Zweitausend Jahre später, zu Beginn des 17. Jahrhunderts, sah der englische Staatstheoretiker Thomas Hobbes die Sache eher pessimistisch: Im Naturzustand sei der Mensch immer ungerecht, er sei des anderen Menschen Wolf: „Homo homini lupus est.“ Nur durch Klugheit könne sich der Mensch aus diesem Zustand befreien. Abermals einige Jahrzehnte später – der Kapitalismus war schon ein Silberstreif am Horizont – definierte der schottische Ökonom David Hume den Schutz des Eigentums als oberstes Prinzip der Gerechtigkeit. Bei dessen Verteilung solle allein das Leistungsprinzip gelten, weil dies das Gesamtwohl der Gesellschaft am besten fördere.

Das Leistungsprinzip? Darauf können sich wohl weder Schrempp noch Reichhold oder Elsner und schon gar nicht Stan

O’Neal, der Ex-Boss von Merrill-Lynch, berufen: Der produzierte zuerst 5,7 Milliarden Euro Verlust und zog sich dann mit 113 Millionen Euro ins Privatleben zurück.

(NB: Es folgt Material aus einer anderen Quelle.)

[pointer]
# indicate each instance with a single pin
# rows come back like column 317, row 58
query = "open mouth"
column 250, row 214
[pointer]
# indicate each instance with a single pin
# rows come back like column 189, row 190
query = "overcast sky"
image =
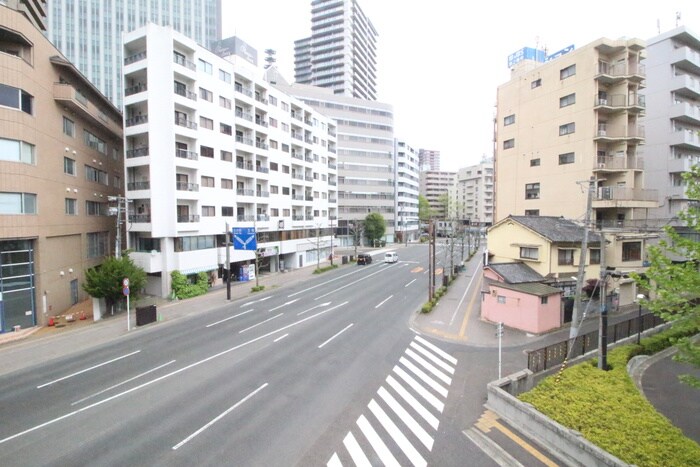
column 440, row 61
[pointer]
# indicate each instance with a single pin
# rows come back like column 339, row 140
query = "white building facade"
column 218, row 148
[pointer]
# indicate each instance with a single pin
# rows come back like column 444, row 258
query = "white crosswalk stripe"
column 405, row 414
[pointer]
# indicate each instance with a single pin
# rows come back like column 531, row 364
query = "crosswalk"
column 398, row 424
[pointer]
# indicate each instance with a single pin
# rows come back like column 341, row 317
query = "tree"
column 105, row 280
column 375, row 227
column 674, row 285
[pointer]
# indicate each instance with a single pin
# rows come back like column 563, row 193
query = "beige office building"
column 61, row 159
column 570, row 119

Die meisten dieser gewaltigen Summen sind das Ergebnis steuerschonender Tüfteleien, die zu Zeiten von Hobbes, Hume oder gar Aristoteles noch lange nicht ersonnen waren. Das Grundgehalt spielt dabei eine weit geringere Rolle als Bonus-Regelungen, Pensionsverträge und „Stock Option“-Programme: Dabei werden den Managern Optionen zugeteilt, die den Erwerb von Aktien zu einem im Vorhinein festgelegten Preis ermöglichen. Steigt der Kurs über diesen Preis, kann der Manager den Vorteil lukrieren. Besonders günstig: Diese Gewinne sind seit 2003 – Finanzminister Karl-Heinz Grasser sei Dank – mit dem halben Steuersatz belegt.

Noch frappierender sind die Möglichkeiten, die das 1994 von der damaligen SPÖ- ÖVP-Koalition eingeführte Stiftungsrecht den Superreichen einräumt. Besonders plastisch wird das an einem Beispiel aus dem Vorjahr. Die Fries-Gruppe – sie besteht aus vier Unternehmerehepaaren und einigen Einzelpersonen um den Badener Rechtsanwalt Rudolf Fries – verkaufte im April 2007 ihren 20-Prozent-Anteil an Böhler-Uddeholm an die voestalpine. Ein gutes Geschäft: Für das 2003 im Zuge der Vollprivatisierung von Böhler um 130 Millionen Euro gekaufte Aktienpaket erlöste die Gruppe nun 737 Millionen. Gewinn: 607 Millionen. Steuern wurden dafür unter Nutzung der Möglichkeiten des Stiftungsrechts keine bezahlt.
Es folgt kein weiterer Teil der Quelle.